A Changing Marketing Landscape

Then, as now, Facebook and Google campaigns dominated the landscape. And until recently, both collected vast amounts of data they could sell to advertisers to segment and target net new audiences on their platforms. These were (and still are) black-box ecosystems that marketers cannot directly access. Marketers were stuck with trusting the ROI and attribution reporting from these systems, without being able to see the underpinning metrics directly. For example, Facebook once claimed they outperformed every other platform – according to their own self-reporting. It must have been pretty nice for them to grade their own homework. 

One wrench thrown into all this was a significant change to Apple’s iOS, when they released iOS 14.5, which allowed users to decide whether they wanted to be tracked. As one may guess, the tracking opt-in rates are very low; only about 5% according to CNET. This trend will only continue, especially as Google is poised to deprecate 3rd-party cookie tracking in their Chrome browser. And with less data being collected, the black box ecosystems will have less effective targeting and less effective attribution reporting. 

With these changes to third-party data collection, marketers are left to find other solutions to target advertisements to customers and prospects. Thankfully, there are solutions out there, but how do you know which one is right for you? It’s important to understand your options and priorities when choosing a partner to help enable and activate customer insights.

Making an informed decision

When evaluating a solution, we recommend that you take the following four steps to ensure your potential technology partner can meet your needs:

  1. Start by defining and prioritizing your use cases. Is your priority to acquire any new customers, or to ensure maximum lifetime value of those you do acquire, or both? Do you want to create a seamless experience for prospects seeing your ads across channels? Do you want to prevent churn? Use case prioritization will focus your evaluation on the right vendors. 
  2. Get a clear definition of your ideal customers, so you can be more effective at targeting and engaging them. When exploring your own first-party data to get this understanding, you can take advantage of data enrichment solutions to gain important insights that will drive your strategy. Customer data platforms are useful for unifying data across first-party systems. Analytical solutions like Windfall are useful for identifying precise segments of customers (such as your ideal customers) within your dataset. 
  3. Take advantage of machine learning and propensity modeling. Ask your potential service provider some pointed questions about what kind of machine learning they provide. Once you have a trustworthy, clean customer database, and a strong understanding of your ideal customer, machine learning can help you efficiently segment customers and prospects, identify new marketing opportunities, and give you insights at scale, with minimal effort required from your team. Models such as propensity to buy, look-alike, and lead scoring enable you to acquire and engage the right people, and prioritize your outreach. 
  4. Close the loop with attribution reporting and insights.
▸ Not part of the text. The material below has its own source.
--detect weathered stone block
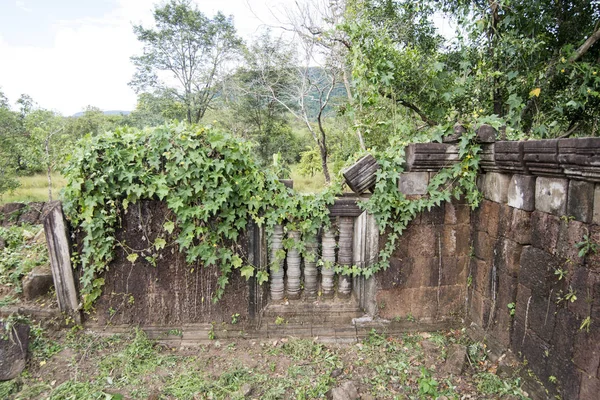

Understand what campaigns are most impactful, and continue to optimize your campaigns as you go. 

The savviest marketers out there are choosing the best-of-the-best when it comes to marketing and analytics solutions. Marketers who are able to navigate these changing waters of first, second, and third-party data are going to be well-poised for success and it’s the opinion of this author that a strategy that unifies all three types of data is going to come out on top, namely a first-party data prioritized approach with augmentation of third-party enrichment and modeling. The more you learn about what makes your customers the best customers, the more easily you find your next best customer.